Critics are convenient punching bags.
I get the opportunity to talk with plenty of brewers throughout the course of any given year, and ninety-nine out of one hundred of them understand and appreciate the role of independent media and critique in the overall community, but then there’s always that one.
The jabs usually take a predictable arc—“you don’t have skin in the game; all you do is tear down our hard work; who cares what you think; I’ve invested X number of dollars in my business and you have the nerve to say my beer isn’t good?”
Such arguments miss the point of criticism entirely. While our media business is a relatively small selfowned one with personal money on the line (we definitely have “skin in the game”), that’s immaterial to the bigger question of the value of critique. Good criticism is much more than “you should drink this and don’t drink that” or “I pick up trace amounts of diacetyl in this beer.” It’s about creating a framework for understanding the relationships among creative practitioners while celebrating and defining those who propel our community of creative brewing forward. It’s about championing the influencers, shining light on those who make interesting contributions to the world of brewing, and engaging with the question of what is good. The “why” is more important than the “what.”

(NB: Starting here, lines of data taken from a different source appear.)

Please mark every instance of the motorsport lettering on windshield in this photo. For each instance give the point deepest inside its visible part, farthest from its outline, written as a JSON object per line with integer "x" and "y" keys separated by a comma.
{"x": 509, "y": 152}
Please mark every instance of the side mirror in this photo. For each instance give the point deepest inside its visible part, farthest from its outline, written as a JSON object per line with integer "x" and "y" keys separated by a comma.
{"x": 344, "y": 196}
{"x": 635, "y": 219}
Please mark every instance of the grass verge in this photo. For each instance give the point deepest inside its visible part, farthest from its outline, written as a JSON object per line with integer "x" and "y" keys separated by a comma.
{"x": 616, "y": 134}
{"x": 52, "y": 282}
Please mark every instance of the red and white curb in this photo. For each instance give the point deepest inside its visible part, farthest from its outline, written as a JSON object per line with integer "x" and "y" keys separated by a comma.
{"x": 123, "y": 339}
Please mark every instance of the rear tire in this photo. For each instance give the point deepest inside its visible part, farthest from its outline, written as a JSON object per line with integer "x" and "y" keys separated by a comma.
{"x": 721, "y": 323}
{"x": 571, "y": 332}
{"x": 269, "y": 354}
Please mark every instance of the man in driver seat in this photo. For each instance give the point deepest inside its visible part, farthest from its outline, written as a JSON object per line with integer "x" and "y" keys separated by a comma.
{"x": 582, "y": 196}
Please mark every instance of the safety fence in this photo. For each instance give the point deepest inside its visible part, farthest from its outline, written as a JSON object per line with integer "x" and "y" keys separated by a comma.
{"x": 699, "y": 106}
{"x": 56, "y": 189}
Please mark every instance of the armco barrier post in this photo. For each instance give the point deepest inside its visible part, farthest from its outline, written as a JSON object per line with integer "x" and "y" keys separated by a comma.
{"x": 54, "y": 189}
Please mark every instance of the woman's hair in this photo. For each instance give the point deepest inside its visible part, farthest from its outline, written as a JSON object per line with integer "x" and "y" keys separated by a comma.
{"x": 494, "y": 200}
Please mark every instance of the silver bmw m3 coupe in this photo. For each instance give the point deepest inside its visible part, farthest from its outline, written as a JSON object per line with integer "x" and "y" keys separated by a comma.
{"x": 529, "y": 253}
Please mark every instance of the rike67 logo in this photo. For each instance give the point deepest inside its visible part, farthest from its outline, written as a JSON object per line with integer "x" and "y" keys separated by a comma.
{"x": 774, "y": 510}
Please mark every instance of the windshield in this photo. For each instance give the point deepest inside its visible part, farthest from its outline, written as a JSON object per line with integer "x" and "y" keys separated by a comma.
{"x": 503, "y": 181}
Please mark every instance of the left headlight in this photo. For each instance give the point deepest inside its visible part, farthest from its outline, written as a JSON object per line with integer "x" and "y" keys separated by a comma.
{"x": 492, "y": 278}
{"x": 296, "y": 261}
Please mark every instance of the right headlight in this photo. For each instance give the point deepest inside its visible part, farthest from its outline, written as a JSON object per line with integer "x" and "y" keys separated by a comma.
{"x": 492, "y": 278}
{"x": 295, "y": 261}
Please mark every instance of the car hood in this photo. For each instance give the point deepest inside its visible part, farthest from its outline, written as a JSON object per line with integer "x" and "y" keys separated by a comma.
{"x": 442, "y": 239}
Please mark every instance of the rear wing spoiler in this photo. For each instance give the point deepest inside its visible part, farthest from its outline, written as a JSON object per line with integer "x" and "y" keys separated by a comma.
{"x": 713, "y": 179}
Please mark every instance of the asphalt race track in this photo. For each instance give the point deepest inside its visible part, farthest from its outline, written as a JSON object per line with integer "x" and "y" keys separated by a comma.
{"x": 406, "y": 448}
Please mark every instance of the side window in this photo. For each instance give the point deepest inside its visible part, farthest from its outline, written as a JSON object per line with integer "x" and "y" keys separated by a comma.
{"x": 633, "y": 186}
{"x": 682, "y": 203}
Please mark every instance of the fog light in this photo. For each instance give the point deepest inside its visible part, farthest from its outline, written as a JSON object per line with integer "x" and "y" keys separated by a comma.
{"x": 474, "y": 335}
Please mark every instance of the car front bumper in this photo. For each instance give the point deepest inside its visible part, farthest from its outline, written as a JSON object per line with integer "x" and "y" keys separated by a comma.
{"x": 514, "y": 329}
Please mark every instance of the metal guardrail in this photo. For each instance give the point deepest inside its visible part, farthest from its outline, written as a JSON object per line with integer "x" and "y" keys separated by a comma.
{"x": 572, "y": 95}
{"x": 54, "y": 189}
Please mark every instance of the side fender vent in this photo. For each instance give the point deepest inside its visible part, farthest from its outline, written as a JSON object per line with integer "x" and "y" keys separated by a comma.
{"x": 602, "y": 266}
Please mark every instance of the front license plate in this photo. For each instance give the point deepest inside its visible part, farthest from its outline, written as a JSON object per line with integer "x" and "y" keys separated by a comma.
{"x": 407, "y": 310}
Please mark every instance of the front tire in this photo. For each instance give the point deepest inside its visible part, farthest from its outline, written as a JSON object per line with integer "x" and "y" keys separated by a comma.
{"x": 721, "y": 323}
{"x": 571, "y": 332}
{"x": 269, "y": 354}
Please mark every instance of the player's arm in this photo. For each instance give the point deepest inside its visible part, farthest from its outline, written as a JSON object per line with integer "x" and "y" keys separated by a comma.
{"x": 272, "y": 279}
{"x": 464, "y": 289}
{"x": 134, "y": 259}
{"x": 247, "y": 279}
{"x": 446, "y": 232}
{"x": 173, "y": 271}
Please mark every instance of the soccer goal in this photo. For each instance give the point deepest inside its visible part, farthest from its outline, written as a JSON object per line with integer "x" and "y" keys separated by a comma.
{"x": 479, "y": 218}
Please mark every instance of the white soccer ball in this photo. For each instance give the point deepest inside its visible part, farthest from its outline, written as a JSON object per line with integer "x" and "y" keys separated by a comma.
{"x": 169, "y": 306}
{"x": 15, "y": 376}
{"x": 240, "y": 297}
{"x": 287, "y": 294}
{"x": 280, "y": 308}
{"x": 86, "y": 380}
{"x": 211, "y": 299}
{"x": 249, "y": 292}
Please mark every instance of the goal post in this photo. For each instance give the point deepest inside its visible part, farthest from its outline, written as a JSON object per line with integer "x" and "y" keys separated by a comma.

“Good” is subjective, evolves with time, and is highly influenced by the other things our palates experience in the broader world of eating and drinking. We sometimes fall prey to thinking that, because we have codified guides to beer styles, there is some sort of Platonic ideal for every style and the brewer’s job is to slavishly reproduce them perfectly. But the truth is that beer styles are lagging indicators—descriptive definitions built from clusters of commercial examples—and not prescriptive roadmaps. The creativity of brewers is not constrained by styles—the definitions get changed as brewers make their own compelling (and delicious) arguments for those changes.
The conversations we have about these things aren’t always visible, but they inform the way we write about everything. From heated discussions among our review panelists about how styles are evolving to story discussions with our writers, we consistently challenge our own assumptions about what’s good and remain open to new experiences that might change our minds.
There’s still a place for this kind of critical writing and thinking about beer, even now in an age where Untappd scores and Yelp reviews can tell you what the general population thinks. More than just numerical scores, we strive to provide the context and cultural argument for why things are good, in turn helping you understand why you like and dislike things. But our primary mission is to celebrate the good and shine a bright spotlight on those brewers who are doing creative, exacting, groundbreaking work in the world of brewing.
Whether you embrace the cutting edge of brewing or simply love your old standbys, we hope you enjoy this issue. We made it for you.